Officer Safety and Wellbeing
Recent state efforts have also brought a renewed focus on officer safety and well-being. New practices are being implemented to identify, address and mitigate stresses that are unavoidable in the law enforcement field. This includes legislation authorizing or encouraging peer counseling initiatives, mental health screening and support for officers, and insurance coverage for mental health treatment.
In 2022, 196 pieces of legislation were introduced on this topic and 30 of those bills passed across 20 different jurisdictions. In 2023, NCSL has only seen this trend continue to grow.
Utah established a grant program for mental health resources for first responders and requires those resources to be available to all employees, spouses, children, and retirees as well. Additionally, Alaska, Arizona and Florida all made efforts to implement licensed counseling programs or peer-to-peer counseling for public safety officers.
In terms of benefits and coverage, Florida, Virginia, and Connecticut all began defining post-traumatic stress disorder as a compensable occupational disease for first responders in 2023. These states vary in their approaches, but most provide workers’ compensation from the time of the qualifying event or diagnosis.
If a traumatic event does occur in the line of duty, it can create or exacerbate a physical or mental condition for the officers involved. Therefore, Montana has ensured protection for law enforcement personnel by specifying that a peace officer's certification may not be revoked solely on the basis of a mental illness.
States have continued to refine their certification processes and implement new processes for decertification, following the initial surge of legislative changes in 2020.
New Jersey is the latest state to implement a decertification process, something nearly every state has a law to address. NJ S 2742 allows the Police Training Commission (PTC) to suspend, revoke, or deny a license if an individual does not meet any standard or requirement prescribed by the commission. The denial of a license can extend to renewals as well. The law also requires the PTC to revoke an officer’s license if they are convicted of an act of domestic violence, an offense that would preclude them from carrying a firearm, or a crime in any other state.

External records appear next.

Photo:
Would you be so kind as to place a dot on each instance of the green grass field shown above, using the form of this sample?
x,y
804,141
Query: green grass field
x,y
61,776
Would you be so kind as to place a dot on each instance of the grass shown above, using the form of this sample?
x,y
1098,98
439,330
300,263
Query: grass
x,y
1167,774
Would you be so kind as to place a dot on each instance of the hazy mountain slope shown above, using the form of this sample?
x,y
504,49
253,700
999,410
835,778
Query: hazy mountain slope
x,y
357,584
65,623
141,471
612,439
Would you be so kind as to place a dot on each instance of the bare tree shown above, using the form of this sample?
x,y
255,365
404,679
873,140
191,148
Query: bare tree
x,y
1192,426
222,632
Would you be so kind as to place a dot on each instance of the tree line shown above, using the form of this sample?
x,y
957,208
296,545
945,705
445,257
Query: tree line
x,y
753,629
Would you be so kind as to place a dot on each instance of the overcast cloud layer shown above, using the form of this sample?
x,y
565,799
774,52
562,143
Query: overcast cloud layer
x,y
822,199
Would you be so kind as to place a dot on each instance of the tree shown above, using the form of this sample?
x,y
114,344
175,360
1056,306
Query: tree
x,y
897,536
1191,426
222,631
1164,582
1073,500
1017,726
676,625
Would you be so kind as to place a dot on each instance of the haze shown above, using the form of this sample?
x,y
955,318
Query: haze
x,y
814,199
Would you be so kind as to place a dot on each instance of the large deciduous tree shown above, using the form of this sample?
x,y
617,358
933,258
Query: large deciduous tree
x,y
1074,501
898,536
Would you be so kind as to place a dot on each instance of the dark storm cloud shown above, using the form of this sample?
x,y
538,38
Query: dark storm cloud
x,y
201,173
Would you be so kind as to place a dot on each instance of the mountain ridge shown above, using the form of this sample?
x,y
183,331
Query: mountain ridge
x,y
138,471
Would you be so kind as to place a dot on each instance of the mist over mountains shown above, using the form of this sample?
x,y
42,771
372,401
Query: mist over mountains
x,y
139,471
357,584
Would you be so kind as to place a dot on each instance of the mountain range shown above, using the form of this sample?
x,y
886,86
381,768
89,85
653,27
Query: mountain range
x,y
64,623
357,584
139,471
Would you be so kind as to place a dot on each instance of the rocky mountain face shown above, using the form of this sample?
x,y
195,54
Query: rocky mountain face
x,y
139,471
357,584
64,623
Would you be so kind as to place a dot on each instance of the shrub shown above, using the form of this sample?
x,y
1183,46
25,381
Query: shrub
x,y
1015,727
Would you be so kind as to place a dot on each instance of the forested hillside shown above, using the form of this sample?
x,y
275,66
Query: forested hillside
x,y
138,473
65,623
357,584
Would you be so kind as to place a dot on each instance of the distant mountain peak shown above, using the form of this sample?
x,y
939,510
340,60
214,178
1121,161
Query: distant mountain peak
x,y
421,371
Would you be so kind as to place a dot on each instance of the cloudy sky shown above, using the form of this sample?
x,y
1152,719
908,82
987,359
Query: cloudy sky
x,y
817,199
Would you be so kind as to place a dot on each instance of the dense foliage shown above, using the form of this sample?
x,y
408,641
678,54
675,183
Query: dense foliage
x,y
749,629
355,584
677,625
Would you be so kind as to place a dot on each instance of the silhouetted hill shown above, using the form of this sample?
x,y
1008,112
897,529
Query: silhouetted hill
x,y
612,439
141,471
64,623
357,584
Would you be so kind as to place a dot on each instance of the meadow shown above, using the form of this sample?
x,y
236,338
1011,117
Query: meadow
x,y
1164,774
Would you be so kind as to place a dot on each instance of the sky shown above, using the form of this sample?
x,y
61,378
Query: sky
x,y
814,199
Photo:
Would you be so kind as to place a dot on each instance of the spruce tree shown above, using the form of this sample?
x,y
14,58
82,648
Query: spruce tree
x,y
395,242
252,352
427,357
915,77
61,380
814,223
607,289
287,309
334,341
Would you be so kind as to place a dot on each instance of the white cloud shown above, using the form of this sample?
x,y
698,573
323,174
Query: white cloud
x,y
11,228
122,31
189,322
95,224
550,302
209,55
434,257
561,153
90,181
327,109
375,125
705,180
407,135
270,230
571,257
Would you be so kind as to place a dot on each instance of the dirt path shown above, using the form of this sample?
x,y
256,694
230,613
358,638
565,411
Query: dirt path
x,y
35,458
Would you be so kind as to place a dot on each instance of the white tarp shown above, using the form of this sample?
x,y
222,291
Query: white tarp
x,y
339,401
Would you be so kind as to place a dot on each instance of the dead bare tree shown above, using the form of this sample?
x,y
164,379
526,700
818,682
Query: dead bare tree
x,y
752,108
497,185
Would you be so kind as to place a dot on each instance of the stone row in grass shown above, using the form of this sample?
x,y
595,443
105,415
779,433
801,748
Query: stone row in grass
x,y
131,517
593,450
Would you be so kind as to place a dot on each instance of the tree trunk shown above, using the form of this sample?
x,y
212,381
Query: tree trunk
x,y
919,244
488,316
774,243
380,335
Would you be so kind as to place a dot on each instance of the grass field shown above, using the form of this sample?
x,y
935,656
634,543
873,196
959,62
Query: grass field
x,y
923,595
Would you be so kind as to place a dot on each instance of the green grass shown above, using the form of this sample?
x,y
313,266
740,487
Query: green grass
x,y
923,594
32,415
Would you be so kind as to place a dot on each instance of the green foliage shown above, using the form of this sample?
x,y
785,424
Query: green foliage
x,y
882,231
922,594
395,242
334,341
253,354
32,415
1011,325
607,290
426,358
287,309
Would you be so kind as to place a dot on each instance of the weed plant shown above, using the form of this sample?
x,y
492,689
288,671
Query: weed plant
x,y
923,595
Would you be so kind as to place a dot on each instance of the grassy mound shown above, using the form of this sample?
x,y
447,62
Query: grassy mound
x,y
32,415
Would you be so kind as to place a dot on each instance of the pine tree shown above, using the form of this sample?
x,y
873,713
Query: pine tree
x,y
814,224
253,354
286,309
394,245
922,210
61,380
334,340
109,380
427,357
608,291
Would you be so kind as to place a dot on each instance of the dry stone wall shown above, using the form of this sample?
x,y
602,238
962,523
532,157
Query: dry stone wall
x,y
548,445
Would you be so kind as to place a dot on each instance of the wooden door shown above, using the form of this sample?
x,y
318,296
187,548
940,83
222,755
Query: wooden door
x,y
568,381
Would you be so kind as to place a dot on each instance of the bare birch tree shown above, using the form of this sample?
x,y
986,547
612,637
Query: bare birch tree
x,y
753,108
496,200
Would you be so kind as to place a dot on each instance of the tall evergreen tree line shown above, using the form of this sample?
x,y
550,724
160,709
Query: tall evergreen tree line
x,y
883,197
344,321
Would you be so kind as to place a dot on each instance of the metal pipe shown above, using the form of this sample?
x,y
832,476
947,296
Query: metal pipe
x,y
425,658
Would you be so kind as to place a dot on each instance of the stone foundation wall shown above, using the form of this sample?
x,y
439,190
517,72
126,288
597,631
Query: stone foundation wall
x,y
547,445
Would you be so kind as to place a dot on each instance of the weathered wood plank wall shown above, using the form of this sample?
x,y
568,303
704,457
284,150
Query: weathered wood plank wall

New Jersey and Nevada have also included provisions mandating that state police officer standards and training boards submit information to the National Decertification Index (NDI) on any decision to revoke an officer’s certification. Nationally, participation in the NDI is voluntary and each state may opt in or out, but several states have acted recently to codify their participation. The NDI can be a powerful tool for hiring authorities to avoid hiring officers who lost their badges due to gross misconduct, illegal activity, or other serious offenses.
Other Notable Actions
To foster positive community perception of policing, states are also becoming more cognizant of the culture within agencies. There is significant interest in departments conducting a "cultural assessment," or allowing third parties to observe the culture of individual police departments and provide a report from focus groups, interviews with officers and civilians, custodial staff, and prosecutors.
Along with this “community perception” trend, Rhode Island has mandated the creation of a strategic plan to increase cultural competency by requiring all state employees to annually receive a cultural competency training program. These programs can train officers to respond more respectfully and effectively to people from all cultures, economic statuses, races, disabilities, religions and genders.